HPE Primera also comes pre-integrated with HPE Recovery Manager Central software, which provides application-aware data protection. The software is also pre-integrated with a variety of workloads so that snapshots of the application include a guaranteed recovery including the memory buffers, Singh said.
"This services-centric OS is a game-changer, and is truly unlocking the agility that we're delivering for IT," he said.
With InfoSight and other technologies, HPE is offering a 100-percent availability guarantee without customers having to sign a separate contract, Singh said.
"What that means is, if there happens to be an issue in the rare case of data unavailability, we have a real remedy for the customers," he said. "And that remedy, depending on the severity of the incident, is up to a 20-percent credit for a future purchase or upgrade. It's a real remedy that we're offering to customers."
While some customers will purchase Primera outright, others may be looking for a consumption-based model for paying for technology as it’s used. So HPE is making Primera available with HPE GreenLake, Singh said.
"Not only does it transform the technology to the consumption-based economics model, it also enables customers to get started faster with their projects. ... It becomes a fully-managed as-a-service for the customer," he said.
HPE appears to have taken the best of its 3Par and Nimble storage platforms and combined them into Primera, said Dan Molina, chief technology officer at Nth Generation Computing, a San Diego-based solution provider and long-time HPE channel partner.
This brings Primera several advantages over competing storage platforms, the most important of which is the ability to tie latency to the application, Molina told CRN.
"Primera includes the quality of service on a per-volume basis that 3Par offers," he said. "There are not many other storage platforms doing that. This is important for businesses who need guaranteed performance for certain applications. And it's critically important for organizations looking to maintain responsiveness for business-critical apps."
Molina said customers will also like Primera's scale-up and scale-out capabilities, as well as how its decoupled services lead to non-disruptive upgrades and a 100-percent service level agreement. "That’s huge," he said.

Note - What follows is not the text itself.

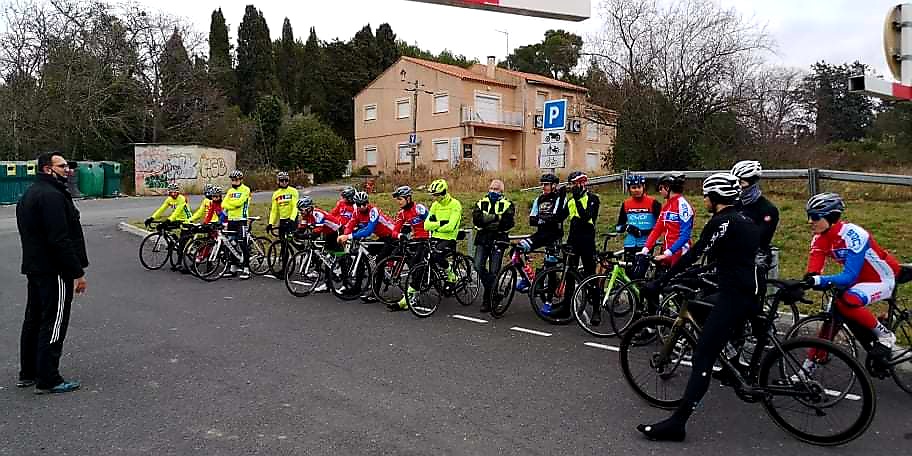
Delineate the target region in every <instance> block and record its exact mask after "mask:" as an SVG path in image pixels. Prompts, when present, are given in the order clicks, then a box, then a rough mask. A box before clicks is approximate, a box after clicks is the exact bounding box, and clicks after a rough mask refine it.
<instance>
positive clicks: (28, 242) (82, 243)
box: [16, 174, 89, 280]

HPE Primera will likely be initially targeted at customers with sizeable data center environments looking to preserve the robustness of on-premises infrastructure for security and compliance while taking advantage of cloud-like agility, efficiency, and ease of use, Molina said.

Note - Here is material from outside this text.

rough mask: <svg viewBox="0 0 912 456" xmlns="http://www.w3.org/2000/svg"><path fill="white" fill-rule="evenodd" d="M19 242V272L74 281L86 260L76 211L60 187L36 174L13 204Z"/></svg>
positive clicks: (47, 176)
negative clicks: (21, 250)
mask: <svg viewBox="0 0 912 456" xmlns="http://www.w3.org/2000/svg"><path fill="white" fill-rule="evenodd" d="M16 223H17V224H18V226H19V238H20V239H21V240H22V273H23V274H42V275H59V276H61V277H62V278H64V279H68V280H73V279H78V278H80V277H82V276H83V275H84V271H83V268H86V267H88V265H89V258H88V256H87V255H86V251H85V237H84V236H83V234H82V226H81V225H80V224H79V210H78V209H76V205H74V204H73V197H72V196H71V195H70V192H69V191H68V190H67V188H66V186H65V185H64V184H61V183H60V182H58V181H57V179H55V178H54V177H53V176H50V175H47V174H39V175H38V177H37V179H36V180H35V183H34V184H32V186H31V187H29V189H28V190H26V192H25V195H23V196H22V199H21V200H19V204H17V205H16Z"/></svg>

"These will primarily be mid-size to large enterprises," he said. "But in the end, it depends on the performance-hungry applications customers have."
HPE Primera's built-in InfoSight technology is also very important, Molina said. "I talk a lot with customers about artificial intelligence," he said. "With InfoSight, the more data you give it, the more intelligent the platform gets."
Chris Case, president of Sequel Data Systems, an Austin, Tex.-based solution provider and long-term HPE channel partner, told CRN his company's Nimble storage business is growing strongly because of its tie to HPE InfoSight, a tie that will be important as HPE starts rolling out Primera.
HPE Primera will also be a good replacement over time for HPE 3Par storage, which has been a strong product line for years, Case said.
"But it gets hard to keep developing on an older platform," he said. "It will be good to see new products from HPE in the storage business."
Customers and channel partners will be able to start placing orders for HPE Primera in August, with shipments expected to start after then.